Bruno ainda diz não acreditar que alguma área do conhecimento (normalmente divididas nas universidades entre Ciências Humanas, Ciências Biológicas e Ciências Exatas) seja mais nociva para os jovens cristãos que outras. O importante é o estudante estar preparado para responder as perguntas que encontrará onde quer que Deus o tenha plantado.

Conselhos para jovens que se tornarão universitários em 2022

“O fundamental é ter vida com Deus. A universidade é, de fato, um ambiente hostil. Hoje em dia, um cristão na universidade é visto como um peixe fora d’água, e ele tem enfrentado dificuldades. Então o primeiro passo é ter vida de intimidade com Deus, vida devocional, leitura da palavra, estudo da palavra”, explica o pastor, que vai além:

“Às vezes a gente dá mais importância pro estudo acadêmico do que pro estudo bíblico. O universitário precisa entender que ele tem que conhecer a palavra, que entender de apologética, ele tem que entender de cosmovisão e encarar a universidade como um chamado missionário, como se ele estivesse indo para outro local em que ele teria que estudar a cultura, a realidade, os hábitos daquele povo, enfim, é a mesma coisa”.

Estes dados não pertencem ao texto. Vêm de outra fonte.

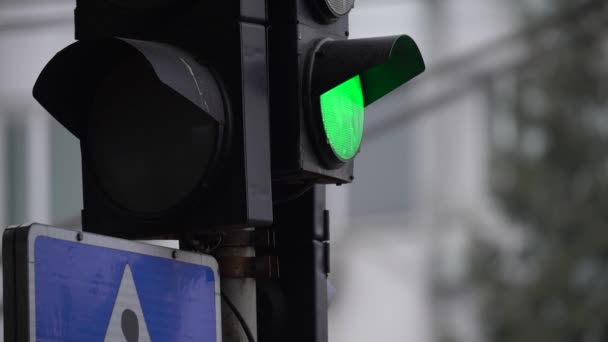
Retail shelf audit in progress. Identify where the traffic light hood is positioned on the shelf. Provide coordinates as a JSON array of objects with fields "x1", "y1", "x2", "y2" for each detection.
[
  {"x1": 34, "y1": 38, "x2": 224, "y2": 138},
  {"x1": 311, "y1": 35, "x2": 425, "y2": 106}
]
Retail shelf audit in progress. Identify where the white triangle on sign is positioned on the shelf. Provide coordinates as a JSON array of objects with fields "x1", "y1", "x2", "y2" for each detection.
[{"x1": 104, "y1": 265, "x2": 150, "y2": 342}]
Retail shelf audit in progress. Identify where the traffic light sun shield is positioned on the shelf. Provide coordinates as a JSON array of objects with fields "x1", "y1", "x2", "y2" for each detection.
[
  {"x1": 308, "y1": 36, "x2": 425, "y2": 170},
  {"x1": 311, "y1": 35, "x2": 425, "y2": 107},
  {"x1": 34, "y1": 39, "x2": 230, "y2": 217},
  {"x1": 361, "y1": 36, "x2": 426, "y2": 107}
]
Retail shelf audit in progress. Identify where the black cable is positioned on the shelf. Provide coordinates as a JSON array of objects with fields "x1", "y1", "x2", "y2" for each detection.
[{"x1": 221, "y1": 291, "x2": 255, "y2": 342}]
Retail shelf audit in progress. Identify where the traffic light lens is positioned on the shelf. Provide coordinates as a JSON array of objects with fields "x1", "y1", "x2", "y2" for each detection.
[{"x1": 321, "y1": 76, "x2": 365, "y2": 161}]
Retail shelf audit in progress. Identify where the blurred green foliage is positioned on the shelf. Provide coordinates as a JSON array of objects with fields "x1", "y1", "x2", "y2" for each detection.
[{"x1": 474, "y1": 0, "x2": 608, "y2": 342}]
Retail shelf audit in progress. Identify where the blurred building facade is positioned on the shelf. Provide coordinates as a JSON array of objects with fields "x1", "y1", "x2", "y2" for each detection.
[{"x1": 0, "y1": 0, "x2": 518, "y2": 342}]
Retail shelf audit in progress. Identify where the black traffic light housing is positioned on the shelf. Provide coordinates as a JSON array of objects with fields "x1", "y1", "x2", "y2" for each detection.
[
  {"x1": 34, "y1": 0, "x2": 272, "y2": 238},
  {"x1": 268, "y1": 0, "x2": 425, "y2": 189}
]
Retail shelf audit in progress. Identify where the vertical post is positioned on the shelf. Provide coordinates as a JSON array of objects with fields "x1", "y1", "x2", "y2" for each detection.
[
  {"x1": 257, "y1": 185, "x2": 329, "y2": 342},
  {"x1": 179, "y1": 228, "x2": 257, "y2": 342},
  {"x1": 214, "y1": 232, "x2": 257, "y2": 342}
]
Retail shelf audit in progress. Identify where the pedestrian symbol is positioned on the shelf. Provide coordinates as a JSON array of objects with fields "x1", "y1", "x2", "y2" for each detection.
[{"x1": 104, "y1": 265, "x2": 150, "y2": 342}]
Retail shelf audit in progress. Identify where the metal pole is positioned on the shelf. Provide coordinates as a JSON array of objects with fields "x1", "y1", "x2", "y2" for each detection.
[
  {"x1": 180, "y1": 229, "x2": 257, "y2": 342},
  {"x1": 257, "y1": 186, "x2": 329, "y2": 342},
  {"x1": 214, "y1": 236, "x2": 257, "y2": 342}
]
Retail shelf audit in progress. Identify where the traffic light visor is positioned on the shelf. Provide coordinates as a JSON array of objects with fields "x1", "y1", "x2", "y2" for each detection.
[
  {"x1": 308, "y1": 36, "x2": 425, "y2": 168},
  {"x1": 34, "y1": 39, "x2": 230, "y2": 216},
  {"x1": 311, "y1": 35, "x2": 425, "y2": 106}
]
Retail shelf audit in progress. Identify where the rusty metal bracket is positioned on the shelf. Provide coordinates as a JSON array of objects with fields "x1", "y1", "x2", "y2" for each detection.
[{"x1": 217, "y1": 256, "x2": 280, "y2": 279}]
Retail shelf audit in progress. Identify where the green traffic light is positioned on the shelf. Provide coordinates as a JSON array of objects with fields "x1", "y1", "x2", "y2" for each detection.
[{"x1": 321, "y1": 76, "x2": 365, "y2": 161}]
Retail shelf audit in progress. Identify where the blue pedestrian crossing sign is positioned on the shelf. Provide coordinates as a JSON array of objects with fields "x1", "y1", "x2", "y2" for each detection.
[{"x1": 2, "y1": 224, "x2": 221, "y2": 342}]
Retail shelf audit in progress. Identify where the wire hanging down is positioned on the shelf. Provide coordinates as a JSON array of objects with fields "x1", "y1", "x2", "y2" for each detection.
[{"x1": 221, "y1": 291, "x2": 255, "y2": 342}]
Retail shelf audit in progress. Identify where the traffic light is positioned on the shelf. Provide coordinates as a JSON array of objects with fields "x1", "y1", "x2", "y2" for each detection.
[
  {"x1": 268, "y1": 0, "x2": 425, "y2": 187},
  {"x1": 34, "y1": 0, "x2": 272, "y2": 238}
]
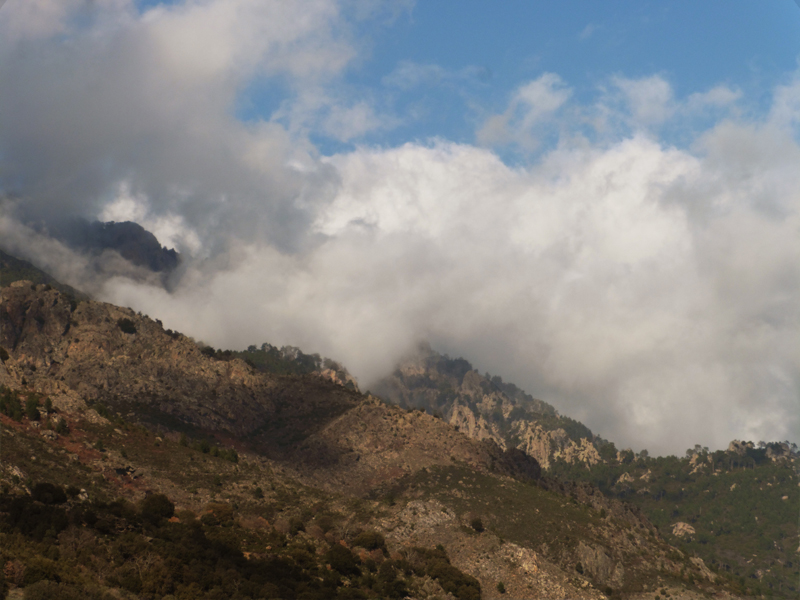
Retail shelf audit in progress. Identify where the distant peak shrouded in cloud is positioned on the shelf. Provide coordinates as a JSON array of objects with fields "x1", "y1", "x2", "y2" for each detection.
[{"x1": 0, "y1": 0, "x2": 800, "y2": 453}]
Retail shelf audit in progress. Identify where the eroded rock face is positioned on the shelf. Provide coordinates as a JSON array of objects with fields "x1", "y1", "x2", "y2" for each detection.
[
  {"x1": 672, "y1": 521, "x2": 695, "y2": 537},
  {"x1": 575, "y1": 541, "x2": 625, "y2": 586},
  {"x1": 514, "y1": 421, "x2": 601, "y2": 469},
  {"x1": 0, "y1": 282, "x2": 355, "y2": 436},
  {"x1": 375, "y1": 347, "x2": 602, "y2": 469}
]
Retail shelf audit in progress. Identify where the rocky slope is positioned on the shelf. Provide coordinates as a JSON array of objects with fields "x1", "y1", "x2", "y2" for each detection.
[
  {"x1": 374, "y1": 345, "x2": 604, "y2": 469},
  {"x1": 0, "y1": 282, "x2": 744, "y2": 598}
]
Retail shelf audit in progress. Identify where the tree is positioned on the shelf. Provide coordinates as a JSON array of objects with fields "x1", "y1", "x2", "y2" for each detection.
[
  {"x1": 140, "y1": 494, "x2": 175, "y2": 525},
  {"x1": 600, "y1": 442, "x2": 617, "y2": 462},
  {"x1": 25, "y1": 396, "x2": 41, "y2": 421}
]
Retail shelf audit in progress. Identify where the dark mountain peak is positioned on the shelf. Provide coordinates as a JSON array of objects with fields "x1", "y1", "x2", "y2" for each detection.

close em um universitário cristão carregando a bíblia debaixo dos braços

Bruno reforça, ainda, o alerta para que os estudantes cristãos não se deixem enredar pela correria da universidade, abandonando a vida devocional diária:

“A frase que a gente mais escuta do universitário é: ‘eu não tenho tempo’. ‘Não tenho tempo de orar’, ‘não tenho tempo de ler a Bíblia’, ‘não tenho tempo de participar de uma célula’, mas isso não pode mudar! Porque entrou na faculdade, o jovem tem que manter a sua vida devocional diária, a leitura da Bíblia, separar um tempo todos os dias pra orar, pra se consagrar, pra ter uma vida com Deus e levar a sério, ler bons livros, conhecer bem o ambiente acadêmico, conhecer a visão de mundo que domina a universidade e estar sempre preparado para responder a todo aquele que pede a razão da esperança que ele tem”. 

Como pregar na universidade?

Por fim, o pastor ainda deixa dicas para quem pretende compartilhar o Evangelho com seus colegas na universidade.

“A primeira coisa é: confia em Deus. Não ache que a pregação no ambiente acadêmico é como a pregação em qualquer outro lugar. E nunca pense que isso é um mérito do pregador. O que Deus requer de nós na pregação é fidelidade à palavra e ousadia para anunciar. O que acontece, vamos dizer assim,  nos bastidores do evangelismo é obra do Espírito Santo. O nosso papel é levar a mensagem aos ouvidos das pessoas e o Espírito Santo vai levar a mensagem do ouvido até o coração. Então, o cristão é chamado a ser fiel, a anunciar a palavra, pregar a palavra com ousadia, com intrepidez, com verdade. Sem adaptações, sem modificações, mas pregando sempre e confiando que Deus vai fazer”, explica.

Outro ponto levantado por ele é que o jovem precisa ter humildade para reconhecer que nem sempre terá todas as respostas.

“A gente precisa anunciar, falar, contar pras pessoas sobre quem Deus é, sobre o que Jesus fez, sobre a realidade nossa diante de Deus, a necessidade de perdão, e anunciar isso com simplicidade, com humildade, sabendo que, muitas vezes, a gente não vai conseguir responder todas as coisas, não saberemos apresentar todas as respostas que são exigidas de nós, mas que ainda sim a gente pode confiar em Deus e evangelizar com com confiança e com amor ao próximo”, conclui.